The process was carried out under an extraordinarily effective shroud of secrecy. “I hadn’t heard even the tiniest buzz that anything was up,” one senior State Department official who follows Latin American affairs confessed Wednesday after the president’s announcement.

Interviews and statements throughout the day by officials in Washington, Havana and countries that lent aid to the process offer at least a glimpse of the road that led to the historic agreement.

Cuba seemed to drop off President Obama’s radar during his first term in office, aside from his occasional public complaint about the arrest of USAID official Alan Gross, charged with crimes against the Cuban state for distributing satellite phones to the island’s Jewish community.

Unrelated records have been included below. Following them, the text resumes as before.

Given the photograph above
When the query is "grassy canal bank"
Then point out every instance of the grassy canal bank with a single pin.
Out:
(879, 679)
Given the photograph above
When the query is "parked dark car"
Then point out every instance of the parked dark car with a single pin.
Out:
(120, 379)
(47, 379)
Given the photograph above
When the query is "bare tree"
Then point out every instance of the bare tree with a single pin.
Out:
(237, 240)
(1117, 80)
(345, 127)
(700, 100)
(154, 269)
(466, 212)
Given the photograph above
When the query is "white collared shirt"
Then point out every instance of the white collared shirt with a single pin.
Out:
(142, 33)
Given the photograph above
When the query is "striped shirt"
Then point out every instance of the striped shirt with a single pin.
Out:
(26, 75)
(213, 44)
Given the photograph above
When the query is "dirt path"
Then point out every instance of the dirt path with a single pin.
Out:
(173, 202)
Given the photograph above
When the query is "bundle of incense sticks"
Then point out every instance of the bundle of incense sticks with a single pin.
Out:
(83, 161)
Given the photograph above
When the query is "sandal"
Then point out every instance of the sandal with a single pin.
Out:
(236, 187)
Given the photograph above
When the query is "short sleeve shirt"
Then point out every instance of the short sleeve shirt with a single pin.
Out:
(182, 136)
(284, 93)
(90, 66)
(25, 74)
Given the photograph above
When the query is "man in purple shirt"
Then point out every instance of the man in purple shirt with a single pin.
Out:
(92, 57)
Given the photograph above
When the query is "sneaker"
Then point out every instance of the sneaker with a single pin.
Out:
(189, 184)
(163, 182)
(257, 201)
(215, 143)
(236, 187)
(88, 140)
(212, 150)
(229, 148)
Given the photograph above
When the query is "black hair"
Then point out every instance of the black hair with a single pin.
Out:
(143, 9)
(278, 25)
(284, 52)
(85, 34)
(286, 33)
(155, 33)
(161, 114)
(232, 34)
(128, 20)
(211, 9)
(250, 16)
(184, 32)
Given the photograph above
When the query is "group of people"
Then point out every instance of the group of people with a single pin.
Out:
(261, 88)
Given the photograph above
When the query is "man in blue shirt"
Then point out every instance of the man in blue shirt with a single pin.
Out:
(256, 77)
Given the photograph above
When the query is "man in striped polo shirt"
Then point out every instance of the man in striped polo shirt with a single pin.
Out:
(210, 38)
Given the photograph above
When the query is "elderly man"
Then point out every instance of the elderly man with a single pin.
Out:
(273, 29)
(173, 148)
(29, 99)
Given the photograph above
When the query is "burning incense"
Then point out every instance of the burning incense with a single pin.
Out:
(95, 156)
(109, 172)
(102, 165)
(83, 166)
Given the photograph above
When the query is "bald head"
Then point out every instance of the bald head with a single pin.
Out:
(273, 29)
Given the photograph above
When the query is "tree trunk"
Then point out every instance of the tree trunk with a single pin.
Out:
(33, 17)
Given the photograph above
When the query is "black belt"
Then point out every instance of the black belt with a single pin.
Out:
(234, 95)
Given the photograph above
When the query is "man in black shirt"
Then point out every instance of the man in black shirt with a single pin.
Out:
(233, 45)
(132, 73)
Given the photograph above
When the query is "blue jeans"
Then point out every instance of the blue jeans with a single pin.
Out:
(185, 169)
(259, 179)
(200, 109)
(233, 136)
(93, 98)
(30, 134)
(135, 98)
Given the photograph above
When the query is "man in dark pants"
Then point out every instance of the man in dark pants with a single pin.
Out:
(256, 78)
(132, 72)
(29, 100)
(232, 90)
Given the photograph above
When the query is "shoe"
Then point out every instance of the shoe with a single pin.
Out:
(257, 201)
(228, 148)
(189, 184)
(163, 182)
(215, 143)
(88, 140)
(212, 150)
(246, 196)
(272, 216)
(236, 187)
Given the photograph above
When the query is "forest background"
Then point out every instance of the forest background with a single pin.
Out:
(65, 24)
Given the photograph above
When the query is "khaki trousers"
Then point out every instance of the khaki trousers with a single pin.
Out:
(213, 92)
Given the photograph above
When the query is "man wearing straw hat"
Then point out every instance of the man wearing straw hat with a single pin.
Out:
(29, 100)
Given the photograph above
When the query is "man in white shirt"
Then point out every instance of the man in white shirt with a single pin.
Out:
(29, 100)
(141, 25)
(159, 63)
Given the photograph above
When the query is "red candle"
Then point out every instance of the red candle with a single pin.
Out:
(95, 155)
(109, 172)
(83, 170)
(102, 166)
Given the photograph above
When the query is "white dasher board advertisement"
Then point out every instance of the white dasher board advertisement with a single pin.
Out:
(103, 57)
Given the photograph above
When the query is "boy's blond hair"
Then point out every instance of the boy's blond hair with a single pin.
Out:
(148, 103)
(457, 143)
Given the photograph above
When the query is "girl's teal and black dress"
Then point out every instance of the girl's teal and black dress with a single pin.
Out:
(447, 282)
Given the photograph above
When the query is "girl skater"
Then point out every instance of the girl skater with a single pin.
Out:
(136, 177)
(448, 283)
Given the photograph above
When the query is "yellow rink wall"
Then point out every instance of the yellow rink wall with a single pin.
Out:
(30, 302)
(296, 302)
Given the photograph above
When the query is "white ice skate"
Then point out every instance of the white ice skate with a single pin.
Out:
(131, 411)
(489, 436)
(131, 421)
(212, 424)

But White House officials said Obama ordered a top-to-bottom review of U.S. policy toward Cuba after winning re-election in 2012. By June of 2013, talks between the two countries were under way, led on the U.S. side by Ben Rhodes, the president’s deputy national security for strategic communications, and Ricardo Zuniga, National Security Council senior director for the Western Hemisphere.

At least seven meetings took place in Canada. “I don’t want to exaggerate Canada’s role,” Prime Minister Stephen Harper told the Canadian Broadcasting Corp. “We facilitated places where the two countries could have a dialogue and explore ways on normalizing relations. We were not trying in any way to direct or mediate the talks. We just wanted to make sure they had the opportunity to have the kind of dialogue they needed to have.”

But the host of two other meetings played a more active role. The Argentine-born Pope Francis not only welcomed the negotiating teams to the Vatican, he issued an extraordinary “personal appeal” for better relations in personal letters sent to Obama and Castro after a meeting last spring.

Much remains unknown about the talks, including who negotiated for the Cubans and whether they were carried out with the blessing of Raul’s 88-year-old brother Fidel, who ran the country for 50 years until his retirement in 2008.

The irascible Fidel torpedoed several attempts at rapprochement between the United States and Cuba during his rule. The ill health that forced Fidel to step down has continued to take a toll, and the extent of his influence on the Cuban government and even the degree of his lucidity these days is unknown. Cuba watchers are waiting to see if he makes a statement about the agreement with the United States.

“If Fidel does not come out and endorse this fully, you’ve got to wonder what’s going on,” said Brian Latell, a senior research associate at the University of Miami’s Institute for Cuban and Cuban American Studies and formerly the CIA’s top Cuba expert. “Is this being done over his objections? Or is he completely comatose?”